9. The display device according to claim 2 characterized in that in the said first conversion means, R′G′B′ value and W value are determined so that the absolute value of the sum of values obtained from multiplying weight by each difference between the amount of luminescent of each RGB obtained from calculating each input RGB data and the amount of luminescent of RGB obtained from calculating converted R′G′B′W data is minimum.

10. The display device according to claim 3 characterized in that in the said first conversion means, R′G′B′ value and W value are determined so that the absolute value of the sum of values obtained from multiplying weight by each difference between the amount of luminescent of each RGB obtained from calculating each input RGB data and the amount of luminescent of RGB obtained from calculating converted R′G′B′W data is minimum.

11. The display device according to claim 4 characterized in that in the said first conversion means, R′G′B′ value and W value are determined so that the absolute value of the sum of values obtained from multiplying weight by each difference between the amount of luminescent of each RGB obtained from calculating each input RGB data and the amount of luminescent of RGB obtained from calculating converted R′G′B′W data is minimum.

12. The display device according to claim 8 characterized in that in the said first conversion means, R′G′B′ value and W value are determined so that the absolute value of the sum of values obtained from multiplying weight by each difference between the amount of luminescent of each RGB obtained from calculating each input RGB data and the amount of luminescent of RGB obtained from calculating converted R′G′B′W data is minimum.

13. The display device according to claim 5 characterized in that in the said first conversion means, R′G′B′ value and W value are determined so that the absolute value of the sum of values obtained from multiplying weight by each difference between the amount of luminescent of each RGB obtained from calculating each input RGB data and the amount of luminescent of RGB obtained from calculating converted R′G′B′W data is minimum.

14. The display device according to claim 2 characterized in that in the said first conversion means, R′G′B′ value and W value are determined so that the differences of chromaticity calculated from the amount of luminescent of each RGB obtained from calculating each input RGB data and the amount of luminescent of each RGB obtained from calculating each RGB element in converted R′G′B′W data is minimum.
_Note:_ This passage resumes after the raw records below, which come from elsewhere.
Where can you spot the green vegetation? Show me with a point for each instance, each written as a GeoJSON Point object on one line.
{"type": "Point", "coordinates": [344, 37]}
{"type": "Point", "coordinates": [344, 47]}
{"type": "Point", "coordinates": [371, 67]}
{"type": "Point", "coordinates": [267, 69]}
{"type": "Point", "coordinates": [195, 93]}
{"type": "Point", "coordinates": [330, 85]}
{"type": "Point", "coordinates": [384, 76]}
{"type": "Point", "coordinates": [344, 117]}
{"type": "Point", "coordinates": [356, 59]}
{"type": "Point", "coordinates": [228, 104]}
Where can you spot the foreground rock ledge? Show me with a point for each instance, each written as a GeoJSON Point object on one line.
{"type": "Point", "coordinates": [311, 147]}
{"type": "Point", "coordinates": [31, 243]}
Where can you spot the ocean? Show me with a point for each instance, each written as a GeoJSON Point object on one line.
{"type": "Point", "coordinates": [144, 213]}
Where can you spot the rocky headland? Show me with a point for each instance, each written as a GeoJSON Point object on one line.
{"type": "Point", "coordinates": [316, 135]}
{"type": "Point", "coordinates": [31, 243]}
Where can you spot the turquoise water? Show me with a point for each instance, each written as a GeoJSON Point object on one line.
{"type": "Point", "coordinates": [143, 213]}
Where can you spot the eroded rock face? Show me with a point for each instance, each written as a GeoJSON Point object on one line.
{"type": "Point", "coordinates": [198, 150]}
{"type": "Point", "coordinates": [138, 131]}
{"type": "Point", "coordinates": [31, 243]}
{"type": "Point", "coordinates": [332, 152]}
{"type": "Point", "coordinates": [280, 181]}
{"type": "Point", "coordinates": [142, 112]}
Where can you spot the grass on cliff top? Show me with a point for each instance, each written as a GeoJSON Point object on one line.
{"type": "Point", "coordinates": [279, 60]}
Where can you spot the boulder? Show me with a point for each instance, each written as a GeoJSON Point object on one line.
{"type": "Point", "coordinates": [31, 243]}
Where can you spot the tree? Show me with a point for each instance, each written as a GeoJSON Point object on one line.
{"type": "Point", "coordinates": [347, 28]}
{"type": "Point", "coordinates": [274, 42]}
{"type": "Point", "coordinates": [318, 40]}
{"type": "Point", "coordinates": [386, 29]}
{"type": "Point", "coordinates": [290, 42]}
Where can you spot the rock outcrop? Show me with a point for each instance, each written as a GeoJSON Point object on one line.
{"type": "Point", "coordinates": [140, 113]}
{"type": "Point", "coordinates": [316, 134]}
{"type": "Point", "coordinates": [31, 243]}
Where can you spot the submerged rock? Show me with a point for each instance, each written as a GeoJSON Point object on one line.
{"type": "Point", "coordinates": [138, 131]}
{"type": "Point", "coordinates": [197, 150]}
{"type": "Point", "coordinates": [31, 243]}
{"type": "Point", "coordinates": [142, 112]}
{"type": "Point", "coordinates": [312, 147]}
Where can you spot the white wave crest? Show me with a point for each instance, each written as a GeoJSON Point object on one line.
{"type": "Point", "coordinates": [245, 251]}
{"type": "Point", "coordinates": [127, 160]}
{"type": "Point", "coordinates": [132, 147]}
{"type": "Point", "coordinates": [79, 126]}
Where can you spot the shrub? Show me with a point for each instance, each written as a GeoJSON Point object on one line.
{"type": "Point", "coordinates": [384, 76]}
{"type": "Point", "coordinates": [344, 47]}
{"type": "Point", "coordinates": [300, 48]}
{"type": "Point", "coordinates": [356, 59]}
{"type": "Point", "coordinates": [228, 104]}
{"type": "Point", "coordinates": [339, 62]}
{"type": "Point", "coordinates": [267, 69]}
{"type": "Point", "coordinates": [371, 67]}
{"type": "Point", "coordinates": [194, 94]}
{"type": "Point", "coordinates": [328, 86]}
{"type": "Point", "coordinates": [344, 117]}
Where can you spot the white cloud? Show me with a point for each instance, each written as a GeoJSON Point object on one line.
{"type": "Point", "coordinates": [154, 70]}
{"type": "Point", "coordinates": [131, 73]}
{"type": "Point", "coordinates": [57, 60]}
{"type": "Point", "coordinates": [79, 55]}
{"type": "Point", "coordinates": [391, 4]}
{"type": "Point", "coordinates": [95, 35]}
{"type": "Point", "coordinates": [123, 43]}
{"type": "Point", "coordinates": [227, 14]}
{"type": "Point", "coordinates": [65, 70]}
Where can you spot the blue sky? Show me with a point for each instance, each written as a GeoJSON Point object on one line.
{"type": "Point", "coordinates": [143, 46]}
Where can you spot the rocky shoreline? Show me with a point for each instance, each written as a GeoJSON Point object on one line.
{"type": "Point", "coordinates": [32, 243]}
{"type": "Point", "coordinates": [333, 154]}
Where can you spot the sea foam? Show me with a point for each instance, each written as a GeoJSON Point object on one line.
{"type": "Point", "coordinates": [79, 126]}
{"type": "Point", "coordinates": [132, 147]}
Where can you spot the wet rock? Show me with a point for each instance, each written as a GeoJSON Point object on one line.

15. The display device according to claim 3 characterized in that in the said first conversion means, R′G′B′ value and W value are determined so that the differences of chromaticity calculated from the amount of luminescent of each RGB obtained from calculating each input RGB data and the amount of luminescent of each RGB obtained from calculating each RGB element in converted R′G′B′W data is minimum.

16. The display device according to claim 4 characterized in that in the said first conversion means, R′G′B′ value and W value are determined so that the differences of chromaticity calculated from the amount of luminescent of each RGB obtained from calculating each input RGB data and the amount of luminescent of each RGB obtained from calculating each RGB element in converted R′G′B′W data is minimum.

17. The display device according to claim 8 characterized in that in the said first conversion means, R′G′B′ value and W value are determined so that the differences of chromaticity calculated from the amount of luminescent of each RGB obtained from calculating each input RGB data and the amount of luminescent of each RGB obtained from calculating each RGB element in converted R′G′B′W data is minimum.

18. The display device according to claim 5 characterized in that in the said first conversion means, R′G′B′ value and W value are determined so that the differences of chromaticity calculated from the amount of luminescent of each RGB obtained from calculating each input RGB data and the amount of luminescent of each RGB obtained from calculating each RGB element in converted R′G′B′W data is minimum.